Okay. And one more for me. The nonfranchising, both revenue and SG&A increased year-over-year. Could you just let us know what’s going on there?

Dom Dragisich

Analyst

The nonfranchising SG&A?

Anthony Powell

Analyst

Nonfranchising revenue and SG&A both were up year over year. So if you can update us on things like vacation rental or any of your SkyTouch or any activities there, that would be great.

Dom Dragisich

Analyst

I think the overall SG&A, when you think about that is obviously driven by some of those onetime costs associated with WoodSpring, et cetera. I think, on the nonfranchising side of the house we’ve seen some pretty dramatic improvement in terms of the sales cycle for those particular business units. SkyTouch in particular has now has almost over 600, I believe, customers, third-party customers on that platform, and so we’re continuing to see pretty dramatic improvement there on the top line. Obviously, that top line requires some support. We do anticipate coming in right at that midpoint of the, call it, the negative 4 to negative 5 or so in terms of the burn rate for the year, which is a $2.5 million improvement. Quarter 1 tends to be a little heavier just because you are beginning to deploy some of the capital against some of those new initiatives. But we do anticipate still coming in with the midpoint of that range.

Anthony Powell

Analyst

Okay. And what’s the update on, I guess, the long-term, kind of, plan with SkyTouch? I know there is an idea of selling it originally, but is that still in the cards? Or is that – are you – do you have a new plan there?

Pat Pacious

Analyst

Yes. I mean you have to think of it this way. There is currently about 6,500 hotels that are on that platform. About 6,000 are Choice franchised hotels, and as Dom mentioned, we’re now a little over 600 hotels that around third party on that platform. We like it as a subsidiary.

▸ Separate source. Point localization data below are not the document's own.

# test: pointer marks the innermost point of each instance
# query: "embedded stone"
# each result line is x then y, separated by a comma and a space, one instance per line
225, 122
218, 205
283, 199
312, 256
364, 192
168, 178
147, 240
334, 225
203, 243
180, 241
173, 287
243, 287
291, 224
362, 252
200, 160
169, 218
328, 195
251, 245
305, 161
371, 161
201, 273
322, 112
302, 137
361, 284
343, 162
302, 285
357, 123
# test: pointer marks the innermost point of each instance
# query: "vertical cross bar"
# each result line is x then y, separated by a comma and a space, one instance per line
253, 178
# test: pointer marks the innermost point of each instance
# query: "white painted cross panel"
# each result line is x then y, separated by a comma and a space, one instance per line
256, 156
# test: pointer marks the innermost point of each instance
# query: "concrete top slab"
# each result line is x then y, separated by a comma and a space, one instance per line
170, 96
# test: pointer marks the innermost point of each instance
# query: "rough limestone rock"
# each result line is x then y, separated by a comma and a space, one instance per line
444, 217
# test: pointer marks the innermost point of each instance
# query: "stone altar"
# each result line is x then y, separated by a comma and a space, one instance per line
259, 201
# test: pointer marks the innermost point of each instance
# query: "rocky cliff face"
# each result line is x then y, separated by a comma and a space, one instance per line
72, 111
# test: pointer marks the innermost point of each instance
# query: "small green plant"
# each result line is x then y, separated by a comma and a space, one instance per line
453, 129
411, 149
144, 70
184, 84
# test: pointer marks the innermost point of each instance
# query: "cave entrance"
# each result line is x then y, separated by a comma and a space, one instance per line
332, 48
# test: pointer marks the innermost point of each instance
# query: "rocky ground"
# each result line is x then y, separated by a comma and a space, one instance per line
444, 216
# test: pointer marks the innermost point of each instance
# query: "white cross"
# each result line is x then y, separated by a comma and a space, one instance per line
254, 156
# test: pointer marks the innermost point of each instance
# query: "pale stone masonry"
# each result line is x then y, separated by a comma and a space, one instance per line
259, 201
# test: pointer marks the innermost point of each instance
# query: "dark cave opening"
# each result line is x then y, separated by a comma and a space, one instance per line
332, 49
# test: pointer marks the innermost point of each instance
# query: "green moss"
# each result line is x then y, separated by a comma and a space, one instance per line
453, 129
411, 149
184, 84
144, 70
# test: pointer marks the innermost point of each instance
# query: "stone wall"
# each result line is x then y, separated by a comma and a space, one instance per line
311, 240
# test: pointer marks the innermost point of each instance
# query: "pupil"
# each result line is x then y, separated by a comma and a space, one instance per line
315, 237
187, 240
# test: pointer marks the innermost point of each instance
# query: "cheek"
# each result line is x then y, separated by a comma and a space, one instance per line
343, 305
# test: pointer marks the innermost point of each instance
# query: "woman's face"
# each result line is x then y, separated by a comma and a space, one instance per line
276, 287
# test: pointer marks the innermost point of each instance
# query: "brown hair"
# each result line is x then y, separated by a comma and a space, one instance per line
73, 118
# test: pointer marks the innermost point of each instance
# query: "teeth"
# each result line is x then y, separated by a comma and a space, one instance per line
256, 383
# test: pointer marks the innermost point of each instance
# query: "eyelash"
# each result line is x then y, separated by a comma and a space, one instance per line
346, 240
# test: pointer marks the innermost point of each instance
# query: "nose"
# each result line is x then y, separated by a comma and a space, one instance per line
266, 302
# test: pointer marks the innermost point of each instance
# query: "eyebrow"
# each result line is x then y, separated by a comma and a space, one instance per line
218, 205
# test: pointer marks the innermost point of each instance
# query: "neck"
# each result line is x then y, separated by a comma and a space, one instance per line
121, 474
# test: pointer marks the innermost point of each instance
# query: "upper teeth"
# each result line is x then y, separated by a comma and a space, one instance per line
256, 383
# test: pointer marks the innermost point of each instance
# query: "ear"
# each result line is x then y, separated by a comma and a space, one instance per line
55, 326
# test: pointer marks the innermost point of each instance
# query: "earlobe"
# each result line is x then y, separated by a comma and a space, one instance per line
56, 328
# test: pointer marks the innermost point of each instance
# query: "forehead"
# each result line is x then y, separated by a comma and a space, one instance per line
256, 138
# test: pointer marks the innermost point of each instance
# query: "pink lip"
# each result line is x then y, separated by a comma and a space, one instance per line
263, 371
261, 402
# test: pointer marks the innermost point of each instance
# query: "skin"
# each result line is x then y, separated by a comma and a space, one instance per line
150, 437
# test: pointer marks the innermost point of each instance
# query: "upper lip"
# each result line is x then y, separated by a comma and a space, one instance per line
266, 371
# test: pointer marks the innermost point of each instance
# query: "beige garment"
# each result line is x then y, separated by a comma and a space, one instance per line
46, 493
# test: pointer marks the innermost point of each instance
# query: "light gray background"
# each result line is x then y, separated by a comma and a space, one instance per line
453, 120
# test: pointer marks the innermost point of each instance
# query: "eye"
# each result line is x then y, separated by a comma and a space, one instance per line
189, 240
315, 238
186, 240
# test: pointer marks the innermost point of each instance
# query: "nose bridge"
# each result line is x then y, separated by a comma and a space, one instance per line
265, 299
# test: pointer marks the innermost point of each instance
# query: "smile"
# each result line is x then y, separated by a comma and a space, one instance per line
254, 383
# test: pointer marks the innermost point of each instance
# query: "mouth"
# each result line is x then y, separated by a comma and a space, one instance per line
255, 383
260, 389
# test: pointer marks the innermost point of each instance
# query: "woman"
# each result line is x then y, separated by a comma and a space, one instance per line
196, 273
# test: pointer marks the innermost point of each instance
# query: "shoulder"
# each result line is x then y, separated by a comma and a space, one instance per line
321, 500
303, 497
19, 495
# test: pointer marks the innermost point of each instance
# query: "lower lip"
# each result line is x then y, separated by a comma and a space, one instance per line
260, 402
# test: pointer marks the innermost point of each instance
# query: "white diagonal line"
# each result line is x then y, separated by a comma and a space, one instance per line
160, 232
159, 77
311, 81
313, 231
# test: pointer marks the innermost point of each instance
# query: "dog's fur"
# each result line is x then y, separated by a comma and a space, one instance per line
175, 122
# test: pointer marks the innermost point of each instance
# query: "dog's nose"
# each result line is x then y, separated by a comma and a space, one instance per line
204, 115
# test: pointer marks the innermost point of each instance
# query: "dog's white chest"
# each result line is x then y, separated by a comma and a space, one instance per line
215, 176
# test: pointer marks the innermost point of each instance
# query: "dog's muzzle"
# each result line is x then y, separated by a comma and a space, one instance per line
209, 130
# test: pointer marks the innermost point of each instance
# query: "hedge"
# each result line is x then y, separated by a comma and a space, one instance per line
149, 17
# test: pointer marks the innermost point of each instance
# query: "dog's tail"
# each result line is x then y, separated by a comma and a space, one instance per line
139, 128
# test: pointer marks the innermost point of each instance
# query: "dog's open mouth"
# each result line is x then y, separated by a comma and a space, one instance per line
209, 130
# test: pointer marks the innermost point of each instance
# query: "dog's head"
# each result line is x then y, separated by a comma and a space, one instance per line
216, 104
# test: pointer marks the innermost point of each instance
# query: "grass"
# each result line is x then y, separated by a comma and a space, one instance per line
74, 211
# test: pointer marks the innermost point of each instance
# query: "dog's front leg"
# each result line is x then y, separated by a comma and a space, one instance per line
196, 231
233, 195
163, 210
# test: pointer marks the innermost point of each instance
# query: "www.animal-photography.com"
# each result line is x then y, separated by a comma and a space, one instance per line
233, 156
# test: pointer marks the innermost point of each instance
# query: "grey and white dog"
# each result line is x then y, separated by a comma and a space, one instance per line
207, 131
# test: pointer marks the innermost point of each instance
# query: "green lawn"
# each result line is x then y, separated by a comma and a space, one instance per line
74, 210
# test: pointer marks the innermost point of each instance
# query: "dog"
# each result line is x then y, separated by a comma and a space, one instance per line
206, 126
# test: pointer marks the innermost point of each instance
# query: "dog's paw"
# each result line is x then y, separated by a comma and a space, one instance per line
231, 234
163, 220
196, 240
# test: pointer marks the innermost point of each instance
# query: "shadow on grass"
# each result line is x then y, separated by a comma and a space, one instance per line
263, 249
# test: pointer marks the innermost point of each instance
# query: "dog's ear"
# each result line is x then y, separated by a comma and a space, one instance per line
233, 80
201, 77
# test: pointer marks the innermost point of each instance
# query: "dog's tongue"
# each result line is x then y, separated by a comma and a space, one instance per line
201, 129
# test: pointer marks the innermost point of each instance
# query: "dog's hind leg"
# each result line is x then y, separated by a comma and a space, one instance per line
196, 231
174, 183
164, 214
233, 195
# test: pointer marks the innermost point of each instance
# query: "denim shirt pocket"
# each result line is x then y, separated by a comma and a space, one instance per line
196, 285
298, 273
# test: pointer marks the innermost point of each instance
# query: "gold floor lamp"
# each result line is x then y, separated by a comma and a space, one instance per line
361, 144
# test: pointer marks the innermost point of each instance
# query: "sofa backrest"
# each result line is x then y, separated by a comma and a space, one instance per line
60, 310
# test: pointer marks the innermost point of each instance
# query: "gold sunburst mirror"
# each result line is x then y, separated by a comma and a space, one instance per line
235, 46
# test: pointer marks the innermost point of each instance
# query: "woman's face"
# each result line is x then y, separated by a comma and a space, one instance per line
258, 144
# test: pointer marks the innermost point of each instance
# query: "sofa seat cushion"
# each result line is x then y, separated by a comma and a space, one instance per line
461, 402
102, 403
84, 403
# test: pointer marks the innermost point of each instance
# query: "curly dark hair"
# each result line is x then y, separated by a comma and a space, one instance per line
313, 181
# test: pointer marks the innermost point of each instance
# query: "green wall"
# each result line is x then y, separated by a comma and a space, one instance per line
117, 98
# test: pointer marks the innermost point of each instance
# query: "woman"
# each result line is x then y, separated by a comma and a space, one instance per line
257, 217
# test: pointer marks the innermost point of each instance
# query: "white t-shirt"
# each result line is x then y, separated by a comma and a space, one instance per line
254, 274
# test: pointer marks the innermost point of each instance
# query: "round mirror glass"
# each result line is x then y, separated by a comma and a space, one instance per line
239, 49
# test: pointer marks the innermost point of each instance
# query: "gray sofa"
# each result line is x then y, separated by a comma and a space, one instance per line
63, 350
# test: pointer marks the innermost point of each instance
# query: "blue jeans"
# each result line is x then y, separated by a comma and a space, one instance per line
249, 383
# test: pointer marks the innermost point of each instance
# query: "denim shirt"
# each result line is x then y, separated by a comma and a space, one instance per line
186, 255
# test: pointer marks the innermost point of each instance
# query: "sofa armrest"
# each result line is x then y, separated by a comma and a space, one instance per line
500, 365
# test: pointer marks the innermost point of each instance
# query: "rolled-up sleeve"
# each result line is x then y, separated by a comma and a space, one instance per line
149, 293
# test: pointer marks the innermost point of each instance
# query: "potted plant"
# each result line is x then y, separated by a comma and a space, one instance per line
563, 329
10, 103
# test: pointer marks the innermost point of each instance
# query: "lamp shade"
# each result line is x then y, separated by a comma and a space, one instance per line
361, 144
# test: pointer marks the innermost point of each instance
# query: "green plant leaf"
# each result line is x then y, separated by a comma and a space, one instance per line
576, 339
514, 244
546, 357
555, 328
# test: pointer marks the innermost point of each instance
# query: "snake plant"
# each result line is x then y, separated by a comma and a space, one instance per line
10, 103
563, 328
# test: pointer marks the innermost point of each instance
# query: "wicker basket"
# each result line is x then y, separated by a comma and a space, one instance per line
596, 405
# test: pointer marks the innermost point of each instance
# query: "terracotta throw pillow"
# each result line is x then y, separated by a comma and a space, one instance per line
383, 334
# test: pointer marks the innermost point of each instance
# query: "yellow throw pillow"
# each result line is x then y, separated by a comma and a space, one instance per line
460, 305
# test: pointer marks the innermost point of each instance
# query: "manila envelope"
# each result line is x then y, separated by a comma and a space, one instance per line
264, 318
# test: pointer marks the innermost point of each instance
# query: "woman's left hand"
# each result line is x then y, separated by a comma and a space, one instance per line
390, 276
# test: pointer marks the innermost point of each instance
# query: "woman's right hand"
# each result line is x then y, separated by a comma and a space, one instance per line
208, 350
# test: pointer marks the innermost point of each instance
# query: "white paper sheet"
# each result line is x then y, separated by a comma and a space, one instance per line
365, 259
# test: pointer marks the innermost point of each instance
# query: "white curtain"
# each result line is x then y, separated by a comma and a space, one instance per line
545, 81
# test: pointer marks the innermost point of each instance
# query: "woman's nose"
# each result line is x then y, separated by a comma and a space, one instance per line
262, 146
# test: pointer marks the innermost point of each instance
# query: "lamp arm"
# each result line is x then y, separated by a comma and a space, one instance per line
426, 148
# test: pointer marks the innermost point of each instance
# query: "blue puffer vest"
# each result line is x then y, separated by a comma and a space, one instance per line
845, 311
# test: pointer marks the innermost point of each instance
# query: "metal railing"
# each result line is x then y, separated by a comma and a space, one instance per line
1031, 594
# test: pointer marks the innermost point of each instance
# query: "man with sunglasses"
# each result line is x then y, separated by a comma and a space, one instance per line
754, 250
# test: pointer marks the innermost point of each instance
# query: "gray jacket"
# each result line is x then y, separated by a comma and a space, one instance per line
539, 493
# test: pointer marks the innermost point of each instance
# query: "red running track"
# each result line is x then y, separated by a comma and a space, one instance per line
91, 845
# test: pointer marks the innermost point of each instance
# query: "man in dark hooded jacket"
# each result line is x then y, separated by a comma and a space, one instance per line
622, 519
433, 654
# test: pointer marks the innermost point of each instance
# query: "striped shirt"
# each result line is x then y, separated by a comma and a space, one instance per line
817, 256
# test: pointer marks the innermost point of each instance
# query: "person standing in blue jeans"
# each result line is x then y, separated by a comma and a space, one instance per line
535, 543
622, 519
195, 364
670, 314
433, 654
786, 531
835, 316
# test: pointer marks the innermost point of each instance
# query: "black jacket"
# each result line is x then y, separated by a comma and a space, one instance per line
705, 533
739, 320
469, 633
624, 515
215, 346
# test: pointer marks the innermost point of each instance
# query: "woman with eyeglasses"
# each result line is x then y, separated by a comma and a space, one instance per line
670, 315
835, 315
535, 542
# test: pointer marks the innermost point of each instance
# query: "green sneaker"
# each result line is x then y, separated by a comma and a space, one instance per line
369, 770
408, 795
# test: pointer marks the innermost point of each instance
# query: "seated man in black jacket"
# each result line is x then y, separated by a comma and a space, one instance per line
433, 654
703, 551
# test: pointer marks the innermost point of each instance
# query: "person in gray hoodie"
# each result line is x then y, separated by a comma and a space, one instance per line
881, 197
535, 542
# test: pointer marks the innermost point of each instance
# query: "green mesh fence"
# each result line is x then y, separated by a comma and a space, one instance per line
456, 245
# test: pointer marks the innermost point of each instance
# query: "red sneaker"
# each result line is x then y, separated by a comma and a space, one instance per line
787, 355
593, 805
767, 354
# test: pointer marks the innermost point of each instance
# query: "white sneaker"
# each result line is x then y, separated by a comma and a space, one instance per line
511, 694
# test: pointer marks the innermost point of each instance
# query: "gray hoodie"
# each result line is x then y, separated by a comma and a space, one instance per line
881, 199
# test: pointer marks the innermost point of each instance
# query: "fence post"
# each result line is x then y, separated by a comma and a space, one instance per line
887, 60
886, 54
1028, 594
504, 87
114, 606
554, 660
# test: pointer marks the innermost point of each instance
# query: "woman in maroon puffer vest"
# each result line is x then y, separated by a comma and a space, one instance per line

There is about nearly 50,000 rooms outside of the Choice system that are on the SkyTouch platform and about $5 million in recurring revenue. It is a Software-as-a-Service business, so as Dom described it, you sort of pay early on for marketing fees that provide you a nice subscription fee in the longer term. So we’re pretty pleased with it as a current subsidiary of Choice Hotels.

Anthony Powell

Analyst

Great. Thank you.

Pat Pacious

Analyst

Thank you.

Operator

Operator

And this will conclude our question-and-answer session. I would like to turn the conference back over to Pat Pacious for any closing remarks.

Pat Pacious

Analyst

Great. Thank you all for joining us this morning, and have a great day.